This Saturday past, Shelley and I made a trip out to climb the Monument, a big, hollow, stair-filled column with a flaming orb on top. The Monument was built in the late 1600s to commemorate (the end of) the Great Fire of London, which destroyed most of the city. Some argue this should have been called the Counter-Productive Fire of London, but in the end, 'Great' won out.

The column is 202 ft high, and was built 202 ft away from the place where the fire started, at a bakers' house on Pudding Lane. From all reports, the baker was apologetic.
Still, tragedy is the mother of invention, and I think a few nifty ideas sprang from this one, the most notable perhaps being the oven-timer - though it is hotly pursued by the phrase, 'that's going to cost a lot of dough'.
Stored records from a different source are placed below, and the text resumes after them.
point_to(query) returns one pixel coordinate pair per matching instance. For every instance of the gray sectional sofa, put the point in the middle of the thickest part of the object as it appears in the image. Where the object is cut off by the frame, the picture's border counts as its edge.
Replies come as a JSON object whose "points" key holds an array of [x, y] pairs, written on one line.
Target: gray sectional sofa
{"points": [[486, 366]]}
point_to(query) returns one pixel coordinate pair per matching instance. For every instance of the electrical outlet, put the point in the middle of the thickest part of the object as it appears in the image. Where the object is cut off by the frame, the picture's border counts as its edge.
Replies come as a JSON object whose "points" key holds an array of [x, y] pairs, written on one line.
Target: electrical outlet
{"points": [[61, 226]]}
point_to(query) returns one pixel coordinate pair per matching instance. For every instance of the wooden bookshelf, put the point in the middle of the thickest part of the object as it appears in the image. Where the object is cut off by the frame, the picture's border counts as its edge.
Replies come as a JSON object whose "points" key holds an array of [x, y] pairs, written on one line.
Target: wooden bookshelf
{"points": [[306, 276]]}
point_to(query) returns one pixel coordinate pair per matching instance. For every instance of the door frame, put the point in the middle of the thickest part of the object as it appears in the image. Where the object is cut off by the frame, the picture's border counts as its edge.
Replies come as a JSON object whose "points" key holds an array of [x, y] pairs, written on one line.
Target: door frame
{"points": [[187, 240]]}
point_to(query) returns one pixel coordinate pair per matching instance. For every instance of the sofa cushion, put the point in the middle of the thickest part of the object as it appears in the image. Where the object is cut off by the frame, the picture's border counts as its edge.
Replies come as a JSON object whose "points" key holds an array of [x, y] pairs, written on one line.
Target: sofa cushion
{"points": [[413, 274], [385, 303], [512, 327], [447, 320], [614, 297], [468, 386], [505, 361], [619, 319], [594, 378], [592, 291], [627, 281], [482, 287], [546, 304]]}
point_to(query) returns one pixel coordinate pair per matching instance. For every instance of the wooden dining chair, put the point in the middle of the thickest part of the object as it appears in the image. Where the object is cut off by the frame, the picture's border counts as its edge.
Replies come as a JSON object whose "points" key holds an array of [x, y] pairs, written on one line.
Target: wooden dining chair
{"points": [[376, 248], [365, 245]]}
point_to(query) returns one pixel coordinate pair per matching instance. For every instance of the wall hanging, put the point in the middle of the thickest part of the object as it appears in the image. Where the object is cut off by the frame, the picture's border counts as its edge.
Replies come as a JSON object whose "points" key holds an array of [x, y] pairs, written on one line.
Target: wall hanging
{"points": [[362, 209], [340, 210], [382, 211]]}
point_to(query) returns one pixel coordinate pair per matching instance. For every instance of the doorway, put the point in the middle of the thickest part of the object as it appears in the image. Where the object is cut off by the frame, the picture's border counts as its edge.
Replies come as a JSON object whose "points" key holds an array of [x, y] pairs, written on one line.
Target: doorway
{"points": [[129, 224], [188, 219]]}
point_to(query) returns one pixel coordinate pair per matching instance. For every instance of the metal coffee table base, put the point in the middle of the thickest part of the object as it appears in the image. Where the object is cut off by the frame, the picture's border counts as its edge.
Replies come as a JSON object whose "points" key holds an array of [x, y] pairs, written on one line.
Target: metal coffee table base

Actually, I wish I could have been in London at the time of the fire to deliver a great one-liner of my own. Picture this: having just extinguished the tail-end of the blaze, the firefighters and I are sitting down to a well-earned meal. Now, taking hold of the bread basket, I lean over to a soot-covered comrade and ask, "Is it just me, or does this bread seem burnt to you?" POOF! Amidst the uproar of laughter I disappear back to the future, where, lo and behold, I find a memorial to my 'Great One-Liner' built in place of the Monument.
The Monument itself was OK; to tell the truth, it is not the tallest thing I have ever seen. When first built, of course, it was the tallest thing in London by far, but now it is fairly obscured by the surrounding buildings. Compounding this, London, though it has some nice land marks, can be quite ugly from high up.

But, it was some fun.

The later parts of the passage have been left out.